晴香が俯いているのに合わせて俯いて歩くフリをしながら登った、
赤い血を延々垂れ流すような永遠の夕焼けを睨み付け、太一は晴香の手を引く。
人目につかない駐車スペースに停めた太一の車へ然り気無く晴香を誘導すれば勝手に晴香は後部座席の前に立つ。
当たり前のように太一は後部座席を開け、晴香を黒い皮の座席へ抱きつくようにして倒しては、木々のざわめき、溢れる僅かなその赤い夕焼けにその肌を晒していく。
食んで、貪って、繋がって。
霧散する意識に比例する吐息はまた塞いで繋げていく。消えそうなその太一の思いは夕陽への背徳かもしれない。
何故晴香を後部座席なんかで抱く俺がこうして、息を荒げているのかと、夕陽の、白いシーツの上で眠る顔がちらついた。
だけど俺たちを繋いだお前は、俺にとっては浅い友人なんだろうか。ならば何故、こんな想いをするか。
一層。
夕陽があっさりこの世から消えていたならばと太一は考える。
考えた瞬間に裸の瞳と絡み合った。彼女の浮遊した意識の先には互いの欲望があって。
太一の耳元に手を伸ばし晴香は「太一くん…」と、濡れて苦しそうな吐息を吐く。また繋いでは太一の身体や欲望は痙攣して軽くなる。
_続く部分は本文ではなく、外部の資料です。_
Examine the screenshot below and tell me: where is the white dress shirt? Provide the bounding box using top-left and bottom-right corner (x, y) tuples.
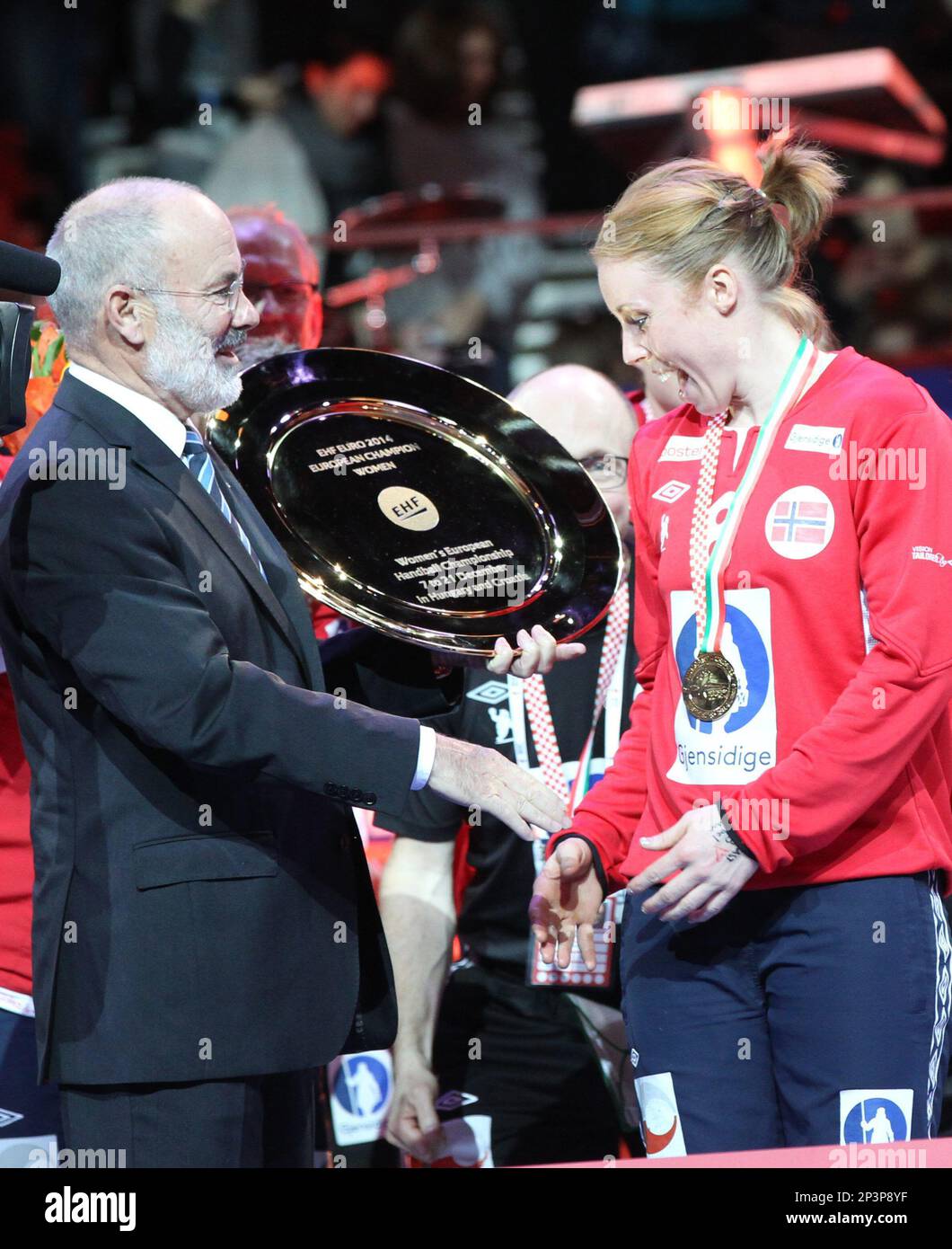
(68, 365), (436, 789)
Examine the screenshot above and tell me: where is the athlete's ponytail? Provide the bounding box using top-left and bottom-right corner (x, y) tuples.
(592, 131), (845, 350)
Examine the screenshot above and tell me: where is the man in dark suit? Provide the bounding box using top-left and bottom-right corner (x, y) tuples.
(0, 179), (580, 1166)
人目につかないとはいえ、吐き出した後に半身を起こして太一に抱きついてくる晴香の背中に、太一は手を恐る恐るまわす。
生温い。鼓動だってある。
泣いたように湿った彼女の吐息に、太一はその背を撫で、押し潰しに掛かる背徳へ抵抗して夕陽を思う。
どうして血液が足りなくなるとこうも怠く憂鬱か。
夕陽、俺はお前に悪いことをしているかもしれない。お前の頬はでも、こんなに暖かくないじゃないか。
俺と晴香は多分。
1年経った今、ある意味お前への消えそうになった想いを繋いでいるんだと。
窓から見える夕焼け、彼女の啜り泣き、しっとりとした背中に太一はぼんやりと思った。
今日はこのまま晴香を家まで送ろう。そんな現実に、あの日飛ぶように落ちたの背中が、ちらつく。